A sewing machine manufacturing unit in Lakkar Bazaar, Ludhiana. Seeing a substantial drop in sales, owner Ravi Arora laid off half a dozen workers and is now managing with just three workers in the assembling section.(Gurminder Singh/HT Photo)

December 2016 had been the worst in terms of monthly sales for sewing machine manufacturer Ravi Arora in his 62 years stint in the industry. From Rs 15 lakh in December 2015, Arora’s medium-scale unit at Lakkar Bazaar in Ludhiana saw a substantial drop in sales to Rs 4 lakh in December 2016.

After laying off half a dozen workers temporarily, Arora is now managing with just three workers in his assembling section.

The sales figure for the sewing machine industry in Ludhiana has plummeted by 50% owing to minimal cash flow. It has forced the manufacturers to lay off around 20% of their workforce permanently (besides around 25% migrant workers heading to their native places temporarily) and curtailed the production volume up to 50%.

Exports have also nosedived up to 50% for the Ludhiana industry that supplies machines — both domestic and industrial — to Israel, Egypt, Qatar, Dubai, Kenya and other African and Middle East countries.

The sales of Daichi Internationals, a major exporter of sewing machines located at Focal Point, has dropped up to 30%. Deepak Sachdeva, one of the owners, says: “We had to make 40% cut in our production as there are no fresh orders and exports have been dwindling. We suffered around Rs 1-crore loss in one month. There are many workers who have not been paid for over two months now.”

Virender Rakheja, who owns a unit in Sundarnagar, could sell only 30,000 sewing machines in December 2016 as compared to 80,000 in the corresponding month in 2015.

Rakheja, who has been in this ancestral trade for the past 35 years, says: “Owing to fluctuating metal prices (raw material) and labour shortage, sales used to drop once in a blue moon, but nothing served us such a perilous blow as cash crunch following demonetisation.”
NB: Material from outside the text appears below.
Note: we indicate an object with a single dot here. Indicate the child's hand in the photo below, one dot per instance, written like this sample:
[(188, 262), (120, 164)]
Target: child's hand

As only a small proportion of the total workforce possesses bank accounts, payment of salaries through cheques was not a viable option. So owners of almost all sewing machine units gave holidays (temporary layoff) to around 50% of their workers while rest received salaries in instalments.
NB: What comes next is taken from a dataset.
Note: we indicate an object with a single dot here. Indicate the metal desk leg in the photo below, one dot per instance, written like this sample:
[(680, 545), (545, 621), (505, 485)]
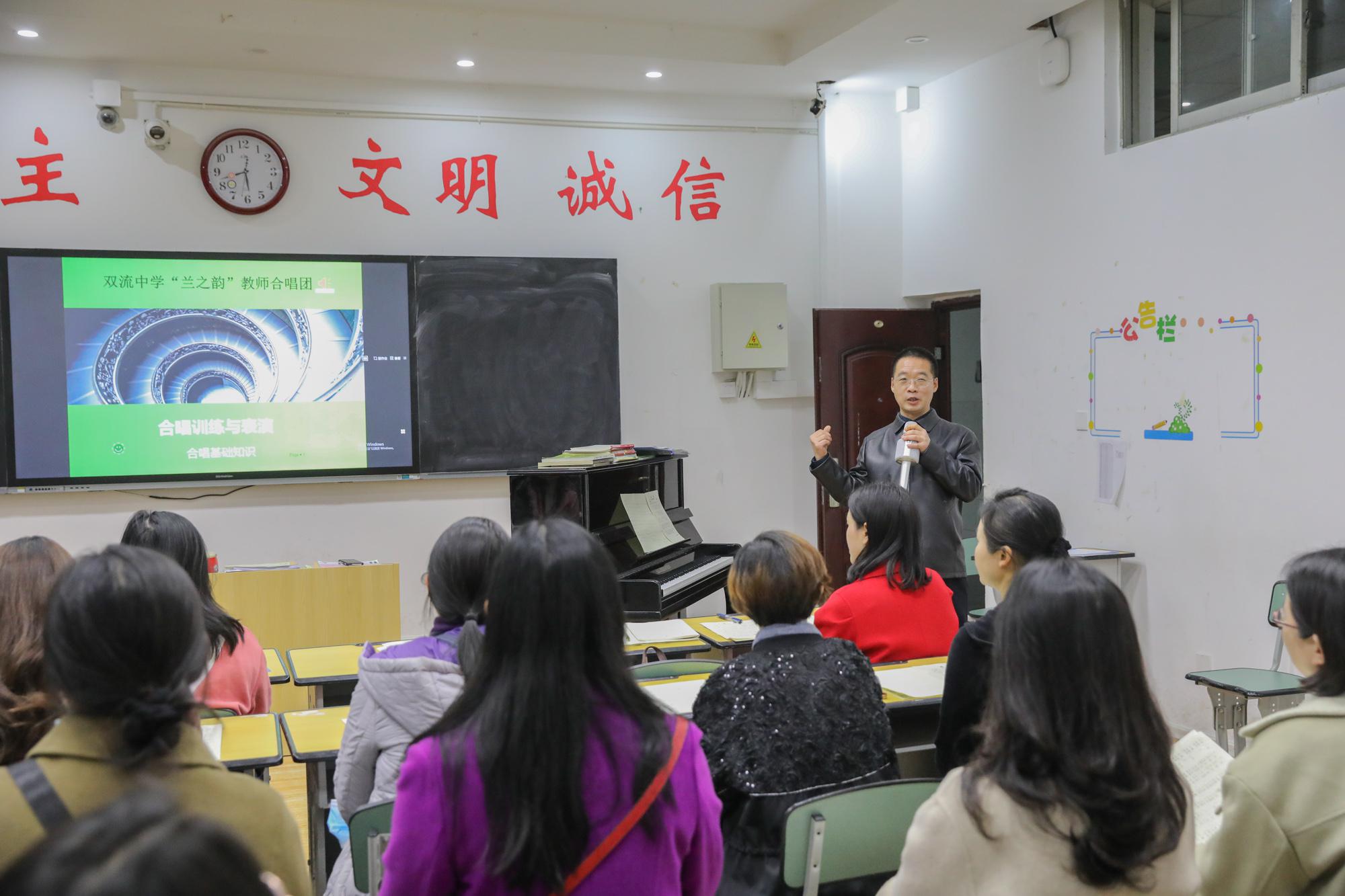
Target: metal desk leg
[(1230, 715), (318, 801), (1269, 705)]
Around three dozen sewing machine manufacturers (26 assemblers and 12 manufacturers) in Jalandhar have also been hit hard.
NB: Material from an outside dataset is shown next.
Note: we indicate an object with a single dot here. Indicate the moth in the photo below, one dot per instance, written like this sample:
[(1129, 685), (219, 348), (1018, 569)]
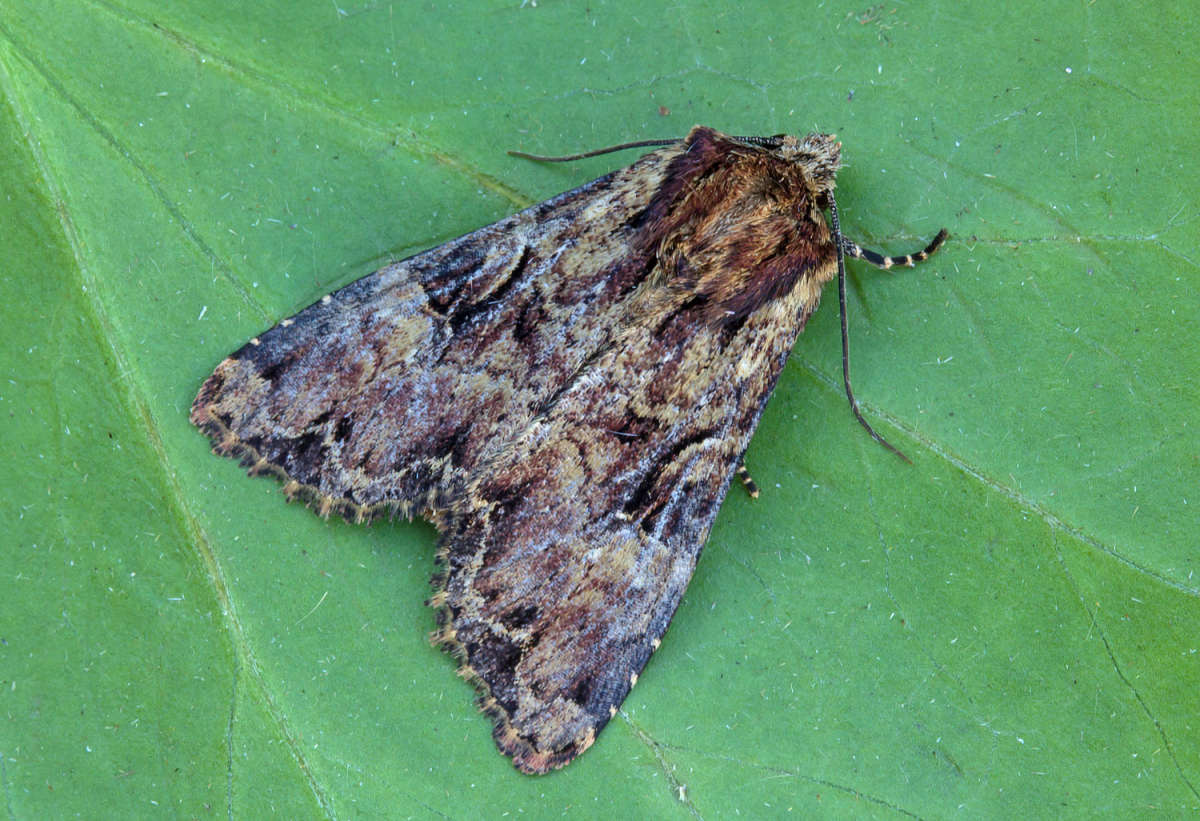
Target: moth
[(567, 395)]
Inderpal Singh of Mahindra Sales in Jalandhar, says: “Sewing machine is a poor man’s luxury, often gifted to daughters on wedding. An average machine costs around Rs 1,500 to Rs 2,500. With minimal cash flow, the buyer is not turning up at the market, prioritising his other household expenses.”

As compared to the small industry in Jalandhar, Ludhiana has around 2,400 units (400 assembling and 2,000 manufacturing), which employ more than 20,000 workers and manufacture around 3 lakh machines a month.